Acidente da TAM resultou em mudanças para aumentar segurança em Congonhas

Depois do acidente da TAM, a aviação brasileira mudou alguns procedimentosDesde 2007, o aeroporto de Congonhas, em São Paulo, passou por mudanças após o acidente com o airbus da TAM e as recomendações feitas pelo Centro de Investigação e Prevenção de Acidentes Aeronáuticos (Cenipa). Para aumentar a segurança na pista do terminal, foram adotadas várias medidas, entre elas a redução no número de autorizações para pousos e decolagens.

Segundo a Agência Nacional de Aviação Civil (Anac), uma das medidas foi a determinação do número fixo de slots (autorizações de pouso e decolagem). Antes do acidente, o aeroporto operava sem limite definido, com até 38 slots por hora. Atualmente, o limite para a aviação comercial foi estabelecido em 33 slots por hora. A aviação geral dispõe de dois movimentos por hora na pista principal e quatro por hora na pista auxiliar.

Foi implantada também uma nova malha aérea, organizando rotas e horários de voos, além do aumento da fiscalização operacional das companhias aéreas. Além disso, uma instrução normativa proíbe pousos e decolagens no aeroporto, quando os sistemas que aumentam o desempenho da frenagem da aeronave (os reversos) estiverem inoperantes. As pistas de pouso e decolagem atualmente têm grooving.

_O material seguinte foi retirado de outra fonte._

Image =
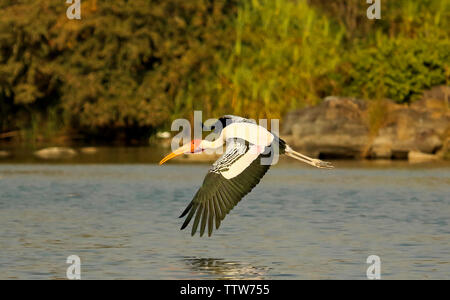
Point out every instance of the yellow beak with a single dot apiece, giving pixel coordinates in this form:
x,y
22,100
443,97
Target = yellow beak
x,y
183,149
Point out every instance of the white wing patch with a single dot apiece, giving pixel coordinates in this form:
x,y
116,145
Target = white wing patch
x,y
236,159
242,162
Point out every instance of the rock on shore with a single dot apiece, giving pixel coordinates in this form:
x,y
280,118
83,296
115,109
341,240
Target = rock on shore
x,y
344,128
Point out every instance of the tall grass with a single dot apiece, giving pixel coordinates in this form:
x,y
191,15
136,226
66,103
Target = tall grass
x,y
282,51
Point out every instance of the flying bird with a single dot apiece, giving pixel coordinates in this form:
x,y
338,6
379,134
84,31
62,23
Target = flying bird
x,y
249,153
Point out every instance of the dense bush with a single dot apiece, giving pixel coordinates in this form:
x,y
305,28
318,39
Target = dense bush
x,y
130,67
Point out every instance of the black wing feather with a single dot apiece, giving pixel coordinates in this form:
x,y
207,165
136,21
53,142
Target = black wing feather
x,y
218,195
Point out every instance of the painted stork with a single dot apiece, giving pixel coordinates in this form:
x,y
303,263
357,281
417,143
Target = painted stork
x,y
236,172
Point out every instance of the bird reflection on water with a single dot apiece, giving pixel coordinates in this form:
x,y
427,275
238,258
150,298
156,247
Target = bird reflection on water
x,y
222,269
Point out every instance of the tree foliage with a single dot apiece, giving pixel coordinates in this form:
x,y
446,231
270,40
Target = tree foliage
x,y
130,67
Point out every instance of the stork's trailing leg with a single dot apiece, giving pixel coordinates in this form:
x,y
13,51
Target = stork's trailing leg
x,y
311,161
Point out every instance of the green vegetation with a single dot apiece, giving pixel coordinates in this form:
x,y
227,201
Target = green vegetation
x,y
128,68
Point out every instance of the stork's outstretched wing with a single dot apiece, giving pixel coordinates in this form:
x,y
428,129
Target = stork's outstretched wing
x,y
231,177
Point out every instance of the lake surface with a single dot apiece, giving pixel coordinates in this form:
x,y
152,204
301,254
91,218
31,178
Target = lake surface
x,y
298,223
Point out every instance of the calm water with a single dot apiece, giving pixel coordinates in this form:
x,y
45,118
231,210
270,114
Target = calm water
x,y
299,223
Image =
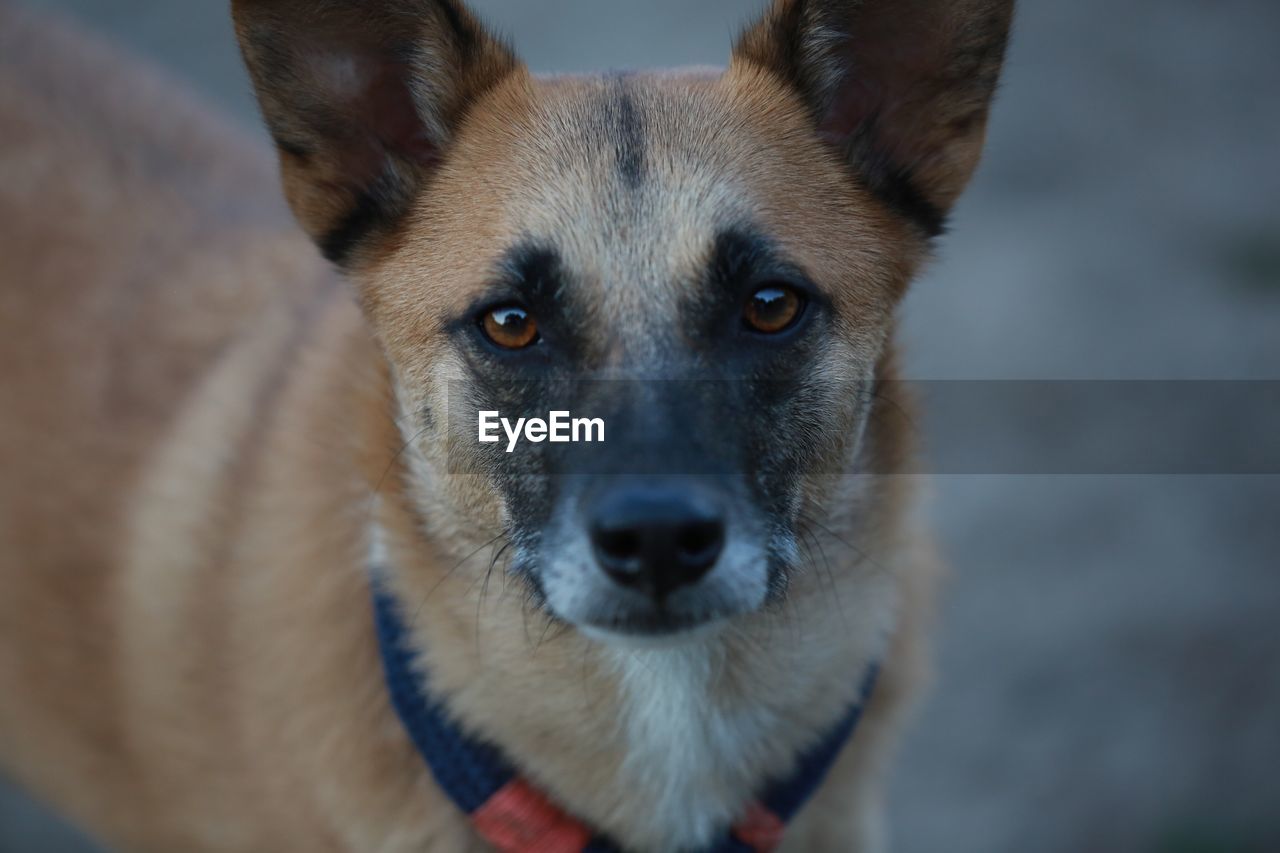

A Latam Airlines informou que todos os procedimentos da companhia foram aprimorados. “[Há ainda] novas capacidades tecnológicas que podem nos apoiar na agilidade de todo o processo de apuração e atendimento aos familiares”. A companhia informou que as causas do acidente foram informadas pelo Cenipa e que cumpriu as 24 recomendações feitas pelo órgão para melhoria da segurança aérea. “Muitas dessas recomendações já eram aplicadas pela empresa e foram aprimoradas após o ocorrido.”

De acordo com a Latam, entre as recomendações adotadas pela companhia estão a criação de programas para reforçar a conscientização sobre segurança operacional entre todos os funcionários, reforço do procedimento adequado junto à tripulação em caso da aeronave operar com restrições no reversor, padronização do treinamento aplicado aos pilotos para estarem familiarizados para atuar na função de copilotos, reforço nos processos de treinamento para a formação e reciclagem de pilotos.

“Um acidente aéreo ocorre por uma conjunção de fatores. Justamente por isso é tão importante a análise das informações e investigação por órgãos competentes, de forma que todo o setor possa entender as hipóteses para o ocorrido, bem como reunir também aprendizados”, destaca a companhia.